Measuring Construction Efficiency & Productivity

According to data published by The US Bureau of Labor Statistic in 2014, labor productivity in the construction industry has been declining over the past several decades while it has been growing in other major industries at an annualized rate of about 3%.

Leaving aside the question of why the trend is negative, one cannot stop wondering why the productivity growth in the construction industry pales in comparison to that of other industries. The reasons cited include everything from the tighter labor regulations to insufficient investments in information technology.

One of the reasons cited is the lack of objective methods for measuring efficiency and productivity in the industry. After all, how can you improve something that can’t even be measured well?

Productivity is measured in terms of output per unit of input. For example, a manufacturer of goods may measure labor productivity in terms of the number of goods produced per unit labor.

A key difference between the construction industry and the most of other industries is that, in construction, the outputs are anything but identical. Unlike in manufacturing where similarities between production output are often held to a high standard of six-sigma, construction outputs are far from being similar to each other.

Making the matter worse, unlike other industries, construction cannot even count on its input being consistent. As a firm moves from one project to another project, it often has to work with a new set of labor, subcontractors, vendors, geography, regulations, and weather, all of which factor into its productivity. These points beg an important question: How can one measure efficiency and productivity in a consistent and repeatable manner when both the inputs and outputs are not consistent.

One answer is to measure efficiencies and productivities of activities that are consistent across the organization even though the total sum of their outputs vary from one project to another.

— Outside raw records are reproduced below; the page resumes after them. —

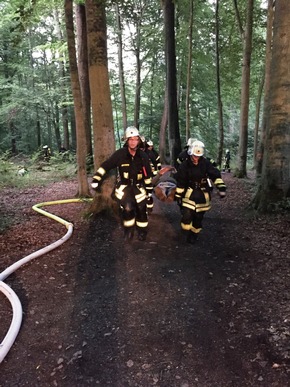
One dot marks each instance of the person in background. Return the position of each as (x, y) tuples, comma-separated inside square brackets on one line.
[(227, 160), (164, 184), (134, 183), (154, 157), (183, 155), (46, 153), (193, 191)]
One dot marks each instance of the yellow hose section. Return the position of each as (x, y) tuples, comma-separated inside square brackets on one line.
[(37, 208)]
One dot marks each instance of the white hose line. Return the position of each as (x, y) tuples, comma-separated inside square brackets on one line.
[(15, 325)]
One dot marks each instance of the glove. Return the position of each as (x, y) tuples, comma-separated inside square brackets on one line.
[(178, 200), (95, 184)]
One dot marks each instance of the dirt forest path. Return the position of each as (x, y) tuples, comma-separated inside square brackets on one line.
[(100, 312)]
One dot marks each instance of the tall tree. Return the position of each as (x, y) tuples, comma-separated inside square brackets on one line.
[(121, 68), (269, 35), (246, 34), (103, 128), (218, 83), (83, 187), (82, 48), (173, 124), (274, 187), (188, 75)]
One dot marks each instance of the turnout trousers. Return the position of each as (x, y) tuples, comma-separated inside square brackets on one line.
[(194, 205), (132, 200)]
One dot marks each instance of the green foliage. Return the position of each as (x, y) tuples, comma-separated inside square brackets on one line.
[(38, 172)]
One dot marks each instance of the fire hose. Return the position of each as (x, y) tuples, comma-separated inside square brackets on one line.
[(16, 321)]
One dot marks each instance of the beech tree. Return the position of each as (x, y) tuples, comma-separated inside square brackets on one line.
[(83, 187), (173, 124), (246, 34), (103, 128), (274, 185)]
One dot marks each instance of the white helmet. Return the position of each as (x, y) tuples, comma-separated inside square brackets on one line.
[(196, 148), (190, 141), (131, 131)]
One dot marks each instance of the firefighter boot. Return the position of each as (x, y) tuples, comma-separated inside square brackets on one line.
[(128, 233), (141, 235), (191, 238)]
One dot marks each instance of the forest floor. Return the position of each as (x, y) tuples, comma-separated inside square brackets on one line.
[(101, 312)]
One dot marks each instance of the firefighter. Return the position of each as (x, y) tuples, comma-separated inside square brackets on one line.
[(227, 160), (46, 153), (193, 191), (153, 156), (184, 155), (134, 183), (164, 184)]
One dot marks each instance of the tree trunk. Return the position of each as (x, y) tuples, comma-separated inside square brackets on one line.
[(62, 74), (162, 133), (104, 137), (260, 152), (218, 82), (257, 119), (188, 77), (82, 47), (274, 188), (83, 187), (173, 125), (121, 68), (241, 168)]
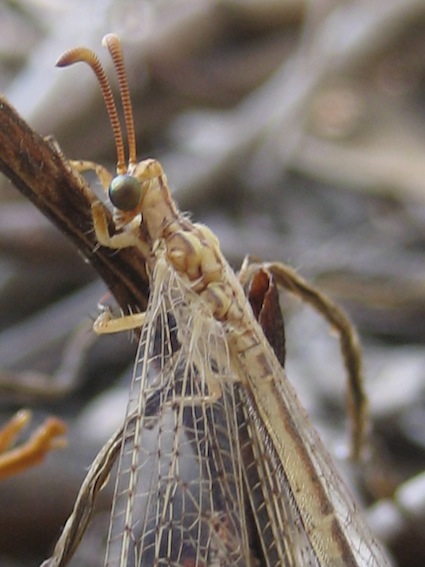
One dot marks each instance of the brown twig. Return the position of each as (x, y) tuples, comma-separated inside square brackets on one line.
[(37, 168)]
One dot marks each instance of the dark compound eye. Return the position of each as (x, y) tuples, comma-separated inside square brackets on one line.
[(125, 192)]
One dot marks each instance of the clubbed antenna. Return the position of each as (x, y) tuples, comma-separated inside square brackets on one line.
[(88, 56), (112, 42)]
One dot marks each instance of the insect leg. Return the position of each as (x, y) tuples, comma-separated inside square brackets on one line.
[(106, 324), (44, 439)]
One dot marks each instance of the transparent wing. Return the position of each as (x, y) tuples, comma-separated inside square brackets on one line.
[(179, 498)]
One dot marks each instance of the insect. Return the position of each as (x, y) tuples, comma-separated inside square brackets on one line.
[(219, 464)]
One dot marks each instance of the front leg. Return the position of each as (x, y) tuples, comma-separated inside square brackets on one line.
[(106, 324)]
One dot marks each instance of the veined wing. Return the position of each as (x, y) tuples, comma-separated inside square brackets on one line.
[(179, 498)]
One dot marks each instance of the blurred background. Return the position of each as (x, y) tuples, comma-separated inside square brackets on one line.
[(296, 131)]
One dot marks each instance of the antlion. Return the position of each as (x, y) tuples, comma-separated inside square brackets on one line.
[(219, 464)]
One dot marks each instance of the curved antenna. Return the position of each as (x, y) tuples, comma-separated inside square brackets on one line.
[(88, 56), (112, 42)]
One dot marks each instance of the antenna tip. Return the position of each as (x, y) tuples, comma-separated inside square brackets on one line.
[(110, 39)]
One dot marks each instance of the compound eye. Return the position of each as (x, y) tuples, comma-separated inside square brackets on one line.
[(125, 192)]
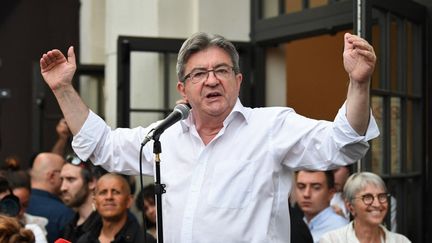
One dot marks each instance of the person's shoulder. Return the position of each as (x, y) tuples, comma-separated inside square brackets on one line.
[(397, 238)]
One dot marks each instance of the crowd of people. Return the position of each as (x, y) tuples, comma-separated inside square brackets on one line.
[(228, 168), (63, 197)]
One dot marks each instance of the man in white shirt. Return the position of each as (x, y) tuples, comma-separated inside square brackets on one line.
[(227, 168), (313, 192)]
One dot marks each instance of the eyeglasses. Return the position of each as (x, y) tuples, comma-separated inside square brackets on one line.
[(223, 72), (369, 198), (73, 159)]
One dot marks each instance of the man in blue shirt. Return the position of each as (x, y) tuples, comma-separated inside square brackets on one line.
[(314, 190)]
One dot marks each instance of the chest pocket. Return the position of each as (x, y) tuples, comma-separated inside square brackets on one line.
[(231, 184)]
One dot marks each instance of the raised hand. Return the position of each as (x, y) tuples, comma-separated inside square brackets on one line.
[(359, 58), (56, 69)]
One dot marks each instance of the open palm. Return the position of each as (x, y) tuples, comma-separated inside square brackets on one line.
[(56, 69), (359, 58)]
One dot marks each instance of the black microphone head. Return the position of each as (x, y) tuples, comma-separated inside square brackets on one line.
[(184, 110)]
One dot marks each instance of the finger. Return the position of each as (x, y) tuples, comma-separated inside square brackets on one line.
[(71, 56), (55, 56), (363, 45), (370, 56), (348, 42), (42, 63)]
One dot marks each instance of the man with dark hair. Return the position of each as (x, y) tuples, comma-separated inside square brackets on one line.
[(78, 184), (206, 177), (44, 198), (112, 200), (314, 190)]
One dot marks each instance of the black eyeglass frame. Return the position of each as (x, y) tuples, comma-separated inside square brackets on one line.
[(381, 197), (207, 73)]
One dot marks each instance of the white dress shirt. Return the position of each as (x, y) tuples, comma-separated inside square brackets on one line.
[(325, 221), (234, 189)]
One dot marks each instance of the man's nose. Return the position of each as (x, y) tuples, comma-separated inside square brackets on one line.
[(307, 192), (211, 78)]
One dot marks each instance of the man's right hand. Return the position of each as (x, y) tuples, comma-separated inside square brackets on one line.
[(56, 69)]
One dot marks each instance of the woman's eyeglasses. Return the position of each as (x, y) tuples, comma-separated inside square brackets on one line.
[(73, 159), (369, 198)]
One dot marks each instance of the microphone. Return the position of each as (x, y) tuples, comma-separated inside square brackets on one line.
[(180, 112)]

There are two ways of looking at such activities: subunit production activities and process activities.

Subunit production activities are the set of activities that produce subunits of a final product. A subunit production activity may be as complex as erecting the structure of a building or as simple as installing window blinds. Two buildings may be different, but the subunits that constitute them, the inputs that go into producing them, and the activities that produce them are more similar to each other than the buildings.

Process activities are the set of activities that relate to business processes that are consistent across an entire organization but do not by themselves produce any unit of production. For instance, communication (emails), submittal process, change orders, and RFI are examples of process activities. Such activities may not directly produce a tangible product but represent some of the key activities that drive the efficiency of an organization.

There are two ways such measurements can help a firm. For activities that are consistent and well defined, they provide precise benchmarks for measuring and improving their efficiencies. For activities that are not consistent, the variability in these measurements indicates the degree of their inconsistencies and perhaps their inefficiencies. In either way, measuring these two types of activities can provide a strong foundation for construction firms to measure and improve their efficiencies and productivities.